Ante el debate surgido en torno a las retrocesiones recuperamos el artículo de Mónica Delclaux publicado en Dossier Empresarial en mayo de 2011, donde no sólo denuncia el abuso de comisiones y los conflictos de intereses sino que profundiza en la raíz del problema de una manera ácida y original.

Vade Retro

Hay comisiones que hieden y comisiones que duelen. Las primeras deben acabar en los juzgados y las segundas retribuyen servicios. Hay otras que, aunque indoloras, hieren. Estas últimas normalmente implican un conflicto de intereses o un cobro injustificado y existen en todos los ámbitos económicos -publicidad, seguros, construcción, financiero…-.

Hasta el pasado mes de febrero estuvo en consulta pública un documento sobre la revisión de MiFID. 83 páginas con 148 preguntas, en la 103, la Comisión pide opinión sobre su propuesta de prohibir las retrocesiones –una práctica demasiado habitual del mercado doméstico-. El documento ha recibido más de 4.200 respuestas -una barbaridad-. ¿Por qué será, será?

En España, parte importante de los ingresos de la banca privada y las empresas de inversión proviene de las retrocesiones -comisiones que les ceden los intermediarios, las gestoras, los bancos, las cajas… por los servicios pagados y/o productos comprados por sus clientes- y de las comisiones de colocación y comercialización. Dichos ingresos son la alternativa o complemento al cobro directo por servicios de gestión, asesoramiento…. Los clientes pagan, sin embargo, no saben ni cuando, ni cuánto, ni cómo, ni por qué, desconocen todos los detalles y no quieren saberlos (ojos que no ven corazón que no siente). Recuerdo a Unamuno: «No fue tirano el que hizo el esclavo, sino a la inversa» y, las entidades -ante la ceguera voluntaria que demuestran sus clientes- no cumplen con su «deber de despertar en los inconscientes esclavos la conciencia de la esclavitud en que vegetan». Primero fue la ignorancia de los clientes, luego su pillería, más tarde el regateo, y finalmente, su negativa al pago de comisiones directas…. lo que nos condujo a un modelo que no evita sino invita a los conflictos de intereses.

Como en cualquier negocio, en banca privada, empresas de inversión, gestoras… existen unos costes que han de repercutirse al cliente. Esto es de cajón, pero nuestro modelo -donde las entidades debían entender que las líneas rojas no se cruzarían nunca en orden a mantener el 'equilibrio de intereses'– tiene la virtud de hacer difícil lo fácil, oscuro lo claro, y turbio lo transparente. Y, en determinados casos, el resultado del out of sight, out of mind system ha sido: comisiones más altas, rotación injustificada de las carteras, selección de productos y servicios en base a ¿quién paga más retro?, expresiones como «ya me lo cobraré de alguna forma», inexistencia de mercado para productos y servicios de bajo coste, cláusulas de renuncia, venta de participaciones de clases más caras,… una 'guerra de intereses' permanentemente perdida por los clientes.
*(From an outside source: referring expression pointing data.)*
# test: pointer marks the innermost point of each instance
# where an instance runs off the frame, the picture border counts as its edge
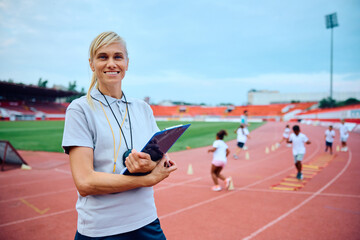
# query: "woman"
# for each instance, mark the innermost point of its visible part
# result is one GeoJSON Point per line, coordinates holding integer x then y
{"type": "Point", "coordinates": [102, 131]}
El problema histórico de las retrocesiones no es que existan sino que se han negado o escondido y que no se han divulgado, pero no hay mal que dure 100 años. La CNMV -Comisión Nacional del Mercado de Valores-, en su día, ya recondujo una serie de prácticas financieras poco éticas realizadas por determinadas gestoras que suponían un perjuicio para los partícipes. Tras la entrada en vigor de MIFID y la Directiva 2006/73/CE, las empresas de inversión solo pueden recibir incentivos que aumenten la calidad del servicio prestado al cliente y sean comunicados al mismo, por lo que la propuesta de la Comisión no supone una alteración sustancial de la regulación de los incentivos, sino una interpretación más estricta de las condiciones que deben cumplir para ser legales, lícitos y legítimos.

Sabiduría popular: 'al pan, pan y al vino, vino' y 'dad al César lo que es del César y a Dios lo que es de Dios', llamar a las cosas por su nombre y pagar a quien me da el servicio, otra cosa nos llevará a 'confundir churras con merinas'.

'Vade retro Satana': apártate, Satanás.